Reading in the paper about the library under threat that was emptied by its users cheered me up considerably. It’s a similar approach to the one taken by Andromeda Klein in the book by the same name, by Frank Portman, when she hopes to rescue all her favourite – albeit rather weird – books from being thrown out from the library for not being borrowed enough.
This is civil disobedience at its best. You don’t have to march or shout, and the police are not likely to attack you as you leave the library with your legal allowance of books. You’re just borrowing them. Keeping them safe.
It’s probably the same feeling I had when I spent so many 10 pences on deleted books from Offspring’s school library. I wanted to prevent them being binned, at least as much as I welcomed some cheap reads for myself. I know you have to prune belongings.

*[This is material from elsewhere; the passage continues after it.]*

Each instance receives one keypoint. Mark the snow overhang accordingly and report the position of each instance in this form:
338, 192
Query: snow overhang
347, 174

You can’t keep getting new books in and find space for them if you don’t prune. But, this school library shifted books out in double quick time, when it would have been better use of resources not to buy some of them in the first place, or to have ‘got rid of’ them in a more suitable way than chucking them into a container in the school car park.
So I saved what I could. An encyclopaedia that Son carried home one volume at a time because it was so heavy, we kept while it was useful for school needs, and then managed to pass onto someone on Freecycle. I had thought it’d be far too difficult in this age of Wikipedia, so it felt doubly good that it had somewhere other than the tip to go to.
We weren’t so lucky with the government’s Millennium gift of a set of classics for every school library. They departed with no further ado before anyone much had even had long enough to ignore them. That was a well intentioned gift, but possibly not a marvellous one. Schools don’t do enough on classics to make anyone want to borrow them, and neither teachers nor parents are likely to enthuse a 14-year-old into Dickens, or ‘worse’.
Someone blogged recently about pulping books. She had run a small publishing company which had been bought out by someone bigger. But what to do with stock? It appears you can’t even give it away. My heart hurt reading this, but that’s probably nothing compared to what she must have felt.
And an author was asking on facebook recently what to do with all her foreign editions. You can give books away, but it costs money. And in many authors’ homes that’s not something they have spare. Put wonderful books in the recycling bin? Or landfill if the local authority hasn’t seen the light yet.
It’s irrational, but I want to save the lot. And you all know I don’t have the room to do that. But I could most likely manage ten library books if they needed a temporary refuge.